Created on Friday, 10 January 2014 Written by ANDREW WELSH-HUGGINS, AP Legal Affairs Writer
COLUMBUS, Ohio (AP) — An Ohio inmate facing execution next week from an untried method is at substantial risk of a medical phenomenon known as air hunger, which will cause him to experience terror as he strains to catch his breath, an anesthesiologist testified Friday at a federal court hearing.
Because condemned killer David McGuire has several characteristics of someone with sleep apnea, or the struggle to breathe while asleep, the chances are even greater he will be subjected to feelings of suffocation, said David Waisel, a professor at Harvard Medical School.
"Mr. McGuire is at a substantial risk of experiencing the terror of air hunger during the first five minutes of the execution," Waisel testified as a witness for defense attorneys trying to stop McGuire's execution Thursday.
"Air hunger is a horrible feeling," Waisel added. "It's the inability to get your breath."
Waisel testified at the beginning of a two-day hearing on the state's new lethal drug process.
Ohio plans to use intravenous doses of two drugs, midazolam, a sedative, and hydromorphone, a painkiller, to put McGuire to death. The method has been part of Ohio's execution process since 2009, though never used.

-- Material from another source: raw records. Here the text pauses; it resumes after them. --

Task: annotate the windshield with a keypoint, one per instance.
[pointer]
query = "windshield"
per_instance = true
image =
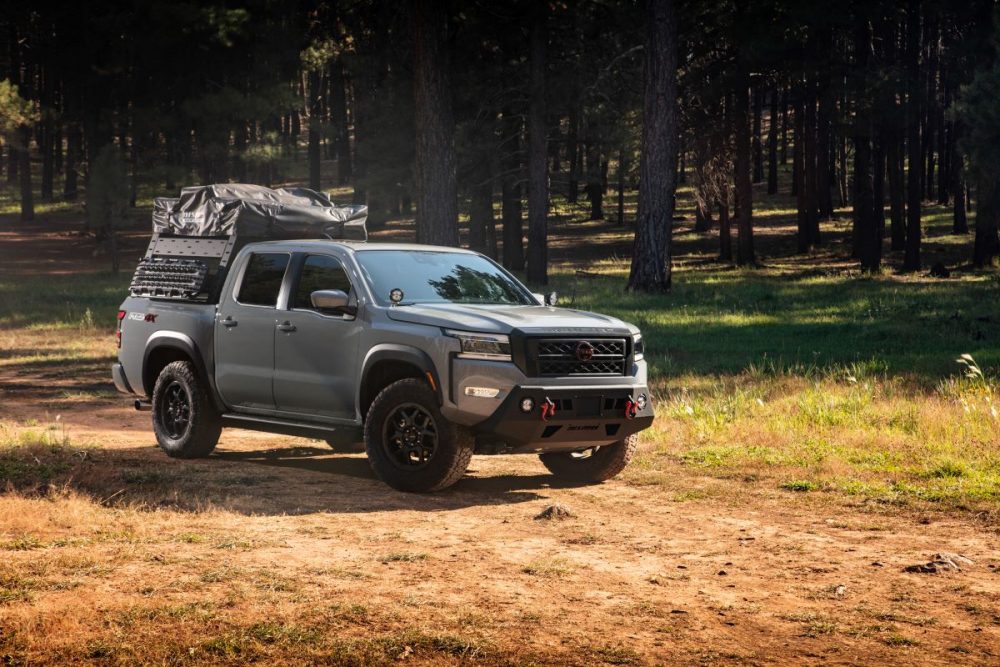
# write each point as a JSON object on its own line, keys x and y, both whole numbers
{"x": 427, "y": 276}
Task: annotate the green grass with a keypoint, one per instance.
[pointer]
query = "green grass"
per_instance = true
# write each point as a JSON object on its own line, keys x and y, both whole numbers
{"x": 724, "y": 320}
{"x": 62, "y": 301}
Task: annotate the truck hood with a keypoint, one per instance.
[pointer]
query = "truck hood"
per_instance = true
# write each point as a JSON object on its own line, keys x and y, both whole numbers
{"x": 504, "y": 319}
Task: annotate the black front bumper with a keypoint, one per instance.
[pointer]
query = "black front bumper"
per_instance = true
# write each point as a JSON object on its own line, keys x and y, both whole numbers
{"x": 583, "y": 417}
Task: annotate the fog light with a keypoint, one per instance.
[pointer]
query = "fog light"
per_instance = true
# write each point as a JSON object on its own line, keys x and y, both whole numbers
{"x": 482, "y": 392}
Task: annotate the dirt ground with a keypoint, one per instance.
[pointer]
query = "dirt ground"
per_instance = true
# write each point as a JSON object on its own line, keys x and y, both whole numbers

It was chosen because of a shortage of other lethal injection drugs.
The U.S. Constitution bans executions that constitute cruel and unusual punishment. But that doesn't mean procedures that are entirely comfortable, an assistant Ohio attorney general told Frost.
"You're not entitled to a pain-free execution," attorney Thomas Madden said.

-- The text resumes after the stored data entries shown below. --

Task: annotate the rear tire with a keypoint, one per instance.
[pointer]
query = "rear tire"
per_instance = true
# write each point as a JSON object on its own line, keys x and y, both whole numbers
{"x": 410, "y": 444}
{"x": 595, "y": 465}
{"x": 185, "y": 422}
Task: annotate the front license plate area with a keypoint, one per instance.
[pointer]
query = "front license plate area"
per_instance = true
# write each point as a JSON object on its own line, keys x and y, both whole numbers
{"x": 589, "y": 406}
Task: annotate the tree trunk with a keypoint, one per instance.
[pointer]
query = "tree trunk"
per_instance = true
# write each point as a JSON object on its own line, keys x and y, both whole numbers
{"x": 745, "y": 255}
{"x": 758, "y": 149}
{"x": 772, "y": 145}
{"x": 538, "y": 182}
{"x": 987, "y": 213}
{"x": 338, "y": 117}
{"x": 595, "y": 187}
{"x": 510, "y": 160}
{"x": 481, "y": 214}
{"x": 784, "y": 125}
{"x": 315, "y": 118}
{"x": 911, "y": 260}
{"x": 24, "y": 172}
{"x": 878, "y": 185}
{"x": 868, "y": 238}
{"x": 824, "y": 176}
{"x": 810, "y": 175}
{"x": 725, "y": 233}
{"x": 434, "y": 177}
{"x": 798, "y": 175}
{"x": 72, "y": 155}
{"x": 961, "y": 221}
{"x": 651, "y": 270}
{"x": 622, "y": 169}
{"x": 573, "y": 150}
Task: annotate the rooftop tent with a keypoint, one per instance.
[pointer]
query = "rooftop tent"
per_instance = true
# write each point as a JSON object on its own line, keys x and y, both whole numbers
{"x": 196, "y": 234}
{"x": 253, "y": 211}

The state also says its own anesthesiology expert is ready to argue that experiments disprove the air hunger experience alleged by McGuire's attorneys.
Such dueling arguments have taken place often in federal judge Gregory Frost's courtroom over the years. Frost has heard numerous arguments for and against Ohio's lethal injection process.

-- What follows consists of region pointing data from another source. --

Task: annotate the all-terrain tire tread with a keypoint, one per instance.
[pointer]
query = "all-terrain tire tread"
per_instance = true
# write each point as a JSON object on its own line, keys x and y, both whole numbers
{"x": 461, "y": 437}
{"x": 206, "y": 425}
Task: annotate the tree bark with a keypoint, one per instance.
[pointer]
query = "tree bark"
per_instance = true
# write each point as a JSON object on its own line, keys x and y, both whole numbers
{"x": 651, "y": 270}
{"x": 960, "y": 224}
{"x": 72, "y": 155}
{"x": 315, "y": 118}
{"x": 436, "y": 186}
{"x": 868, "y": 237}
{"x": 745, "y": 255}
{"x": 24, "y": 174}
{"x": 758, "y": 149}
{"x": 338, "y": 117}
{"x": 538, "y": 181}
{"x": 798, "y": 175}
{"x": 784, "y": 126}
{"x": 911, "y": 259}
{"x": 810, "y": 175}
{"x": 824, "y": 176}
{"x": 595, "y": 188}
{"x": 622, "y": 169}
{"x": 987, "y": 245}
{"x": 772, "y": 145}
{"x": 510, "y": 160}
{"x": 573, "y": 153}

He has never ruled the drugs themselves unconstitutional, but he has at times harshly criticized the state for conducting haphazard executions by not closely following its own policies.
McGuire, 53, was sentenced to die for the 1989 rape and fatal stabbing of Joy Stewart in Preble County in western Ohio. The 22-year-old Stewart was newly married and pregnant.
"McGuire will experience the agony and terror of air hunger as he struggles to breathe for five minutes after defendants intravenously inject him with the execution drugs," the inmate's attorneys said in a Monday court filing.
Higher courts have twice rejected claims that the drugs pose a risk of severe pain, the state argued in opposing McGuire's attempt to stop his execution.
The state says that because courts have upheld the use of those drugs in the backup method, McGuire can't challenge their use just because they are to be given intravenously.
There is no excuse for not raising this claim years ago, "much less presenting it for the first time in an eleventh-hour stay of execution," lawyers for the Ohio attorney general's office said in their filing.
The U.S. Supreme upheld the constitutionality of lethal injection six years ago, The state also said the constitutionality of lethal
Late Wednesday, McGuire's attorneys filed a separate appeal with the U.S. Supreme Court, saying information about his chaotic childhood of abuse and neglect could have prevented him from being sentenced to death if it was presented at trial.
The filings argue McGuire was so malnourished as a child that his stomach was swollen and distended. He also had to frequently steal food for himself and his younger sister, the appeal said.
McGuire was physically abused by at least four different parental figures and shows signs of brain damage from head trauma, the attorneys said.
The filings say jurors who sentenced McGuire to death never got to hear the full extent of his chaotic childhood because his trial attorneys didn't properly investigate reasons he should be spared.
Even without the full picture of McGuire's life, a juror held out for 12 hours before relenting, a sign that a full investigation might have led to a different outcome, the lawyers said. In Ohio, one juror can block a death sentence by voting against it.
The state's response to that claim is expected Monday.